Weekend (1967)

So it turns out we’re far from done with the films of the French New Wave and this one was a specific recommendation from our cinephile friend. Though this isn’t as incomprehensible as Adieu au Langage, this is easily the craziest of the films we’ve seen yet by Jean-Luc Godard.

Roland and Corinne are a couple who live in the city and are heading out the countryside over the weekend. Corinne’s parents are rich and the couple have been lusting their money for years. They expect Corinne’s father to die over the weekend and so hurry to get to their countryside house for fear that the mother will change the will. Getting there however turns out to be an epic endeavor as the roads are depicted as being an apocalyptic wasteland plagued by an interminable traffic jam and littered with car wrecks and dead bodies. At one point, their car is even hijacked by a gun-wielding man who insists that he is God and inevitably their own car is destroyed in an accident. Forced to travel on foot, the couple end up walking for days and meet a succession of decidedly odd individuals on the road while scavenging for supplies from car wrecks. These strange people vary greatly but all too often are eager to speak at length about art, philosophy or politics, which bores or annoys the couple.

The films opens conventionally if a tad dramatically with the couple talking about their trip while looking down on an argument over a car accident that escalates. But the impassive manner with which they regard the fight hints at the brutal, cynical manner in which this film regards the world. The main story is really only a very loose framework and the film is best seen as a collection of individual scenes which stand or fall based on their own merits. The first of these for example has Corinne recount to Roland a sexual encounter that she had with a friend. The intent seems to be to create an intense, erotically charge atmosphere through dialogue alone and in this Godard succeeds masterfully but it has little to do with anything else. Soon after that the scene about a traffic jam that becomes increasingly absurd feels like it could belong in a Stephen Chow movie. I love how the camera keep tricking you that this finally is the cause of the blockage, a car wreck, a long bus, a boat being towed by a car, even a llama in a cart behind a truck, but it keeps turning out to be a false hope in a single, uncut long shot that just keeps going on and on and on.

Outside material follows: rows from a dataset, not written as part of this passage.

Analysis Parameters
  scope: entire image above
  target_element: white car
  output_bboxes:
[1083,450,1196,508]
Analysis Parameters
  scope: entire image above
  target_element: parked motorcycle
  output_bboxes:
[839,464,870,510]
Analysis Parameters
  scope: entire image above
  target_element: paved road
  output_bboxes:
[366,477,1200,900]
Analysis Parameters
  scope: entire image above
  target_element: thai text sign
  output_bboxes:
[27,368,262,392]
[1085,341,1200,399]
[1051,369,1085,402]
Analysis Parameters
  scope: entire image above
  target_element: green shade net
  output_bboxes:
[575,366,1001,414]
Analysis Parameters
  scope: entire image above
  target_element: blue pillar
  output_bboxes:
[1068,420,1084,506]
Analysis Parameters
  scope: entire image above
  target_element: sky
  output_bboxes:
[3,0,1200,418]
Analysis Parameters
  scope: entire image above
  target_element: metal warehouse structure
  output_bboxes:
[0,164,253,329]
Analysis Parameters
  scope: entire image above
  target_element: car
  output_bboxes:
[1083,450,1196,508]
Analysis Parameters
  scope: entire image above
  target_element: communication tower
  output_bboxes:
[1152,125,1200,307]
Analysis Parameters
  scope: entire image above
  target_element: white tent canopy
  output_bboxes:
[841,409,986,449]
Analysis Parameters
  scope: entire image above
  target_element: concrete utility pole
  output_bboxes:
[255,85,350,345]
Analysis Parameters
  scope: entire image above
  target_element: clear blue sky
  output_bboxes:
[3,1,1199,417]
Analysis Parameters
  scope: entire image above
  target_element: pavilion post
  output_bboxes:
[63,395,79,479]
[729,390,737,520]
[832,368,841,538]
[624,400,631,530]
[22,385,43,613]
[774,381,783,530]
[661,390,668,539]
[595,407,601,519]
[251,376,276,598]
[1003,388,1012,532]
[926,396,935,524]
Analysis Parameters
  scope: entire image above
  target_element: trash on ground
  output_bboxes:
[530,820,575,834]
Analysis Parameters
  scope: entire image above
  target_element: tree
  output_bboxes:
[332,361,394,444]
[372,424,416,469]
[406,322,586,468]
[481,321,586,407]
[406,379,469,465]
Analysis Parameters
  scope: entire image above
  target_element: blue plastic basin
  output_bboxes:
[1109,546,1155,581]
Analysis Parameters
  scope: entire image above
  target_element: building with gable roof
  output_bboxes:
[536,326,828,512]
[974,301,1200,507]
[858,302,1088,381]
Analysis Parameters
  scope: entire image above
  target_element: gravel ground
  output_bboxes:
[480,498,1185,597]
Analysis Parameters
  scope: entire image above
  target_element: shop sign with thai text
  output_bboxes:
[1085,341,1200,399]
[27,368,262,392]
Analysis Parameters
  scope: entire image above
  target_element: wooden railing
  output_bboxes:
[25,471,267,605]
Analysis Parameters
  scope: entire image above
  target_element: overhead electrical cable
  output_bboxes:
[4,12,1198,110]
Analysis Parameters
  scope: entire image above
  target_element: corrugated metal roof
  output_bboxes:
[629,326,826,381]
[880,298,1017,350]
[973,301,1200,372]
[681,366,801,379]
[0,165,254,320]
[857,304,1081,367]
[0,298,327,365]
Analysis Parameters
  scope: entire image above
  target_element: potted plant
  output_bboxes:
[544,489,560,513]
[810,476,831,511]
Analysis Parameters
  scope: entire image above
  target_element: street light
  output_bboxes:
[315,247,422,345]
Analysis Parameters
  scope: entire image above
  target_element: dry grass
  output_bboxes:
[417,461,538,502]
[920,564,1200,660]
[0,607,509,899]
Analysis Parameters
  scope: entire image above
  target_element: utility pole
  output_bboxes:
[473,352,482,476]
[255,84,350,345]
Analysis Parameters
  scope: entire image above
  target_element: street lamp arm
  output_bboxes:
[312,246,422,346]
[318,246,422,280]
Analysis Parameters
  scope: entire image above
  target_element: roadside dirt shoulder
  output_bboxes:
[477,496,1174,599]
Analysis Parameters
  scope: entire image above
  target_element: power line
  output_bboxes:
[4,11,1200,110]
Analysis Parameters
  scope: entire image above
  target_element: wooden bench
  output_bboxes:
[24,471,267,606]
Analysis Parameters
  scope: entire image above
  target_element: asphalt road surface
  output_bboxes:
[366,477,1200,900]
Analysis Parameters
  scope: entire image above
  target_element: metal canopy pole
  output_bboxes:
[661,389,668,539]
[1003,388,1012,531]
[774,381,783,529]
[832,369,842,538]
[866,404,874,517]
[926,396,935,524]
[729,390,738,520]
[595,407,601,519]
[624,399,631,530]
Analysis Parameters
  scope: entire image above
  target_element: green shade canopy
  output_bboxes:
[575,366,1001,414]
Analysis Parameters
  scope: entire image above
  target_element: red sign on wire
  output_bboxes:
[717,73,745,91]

Not every scene worked for me. I couldn’t grasp the significance of their encounter with a pianist except maybe that it’s a technical exercise as a long, tracking shot with a camera that moves along a circular path. Some jokes are a bit stale and too on the nose such as when the couple’s car is destroyed and the only thing Corinne is distressed about is her Hermès bag. Most of the jokes and gags are fantastic however such as the group of rebels that they encounter being called the Seine-et-Oise Liberation Front which is extra funny as this was a French département that was abolished due to being subsumed into greater Paris. Plus of course how could I not love the nods to other French films. They meet multiple rebellious couples, a standard trope of the French New Wave, and the singing man in the telephone booth could only be a reference to Jacques Demy’s The Umbrellas of Cherbourg, released three years prior. Another recurring joke is that the couple are well aware that they are inside a film, and so complain that they only meet weirdos. At one point, they even become upset at another couple who have walked out of a novel instead.

One thing I’m not sure I’m a fan of is the film’s ending which features plenty of gore and animal abuse that looks real. The tone is different from the rest of the film and Godard’s intent seems to be to capture the horror of the September Massacres of the French Revolution. It’s shocking which is the intent but I’m uncomfortable with how real animals were seemingly harmed and it feels like carrying the joke a bit too far. Overall however this is one of my favorites of Godard so far and a perfect example of a film that is simply brimming over with pure creativity. Watching it was a delightful experience.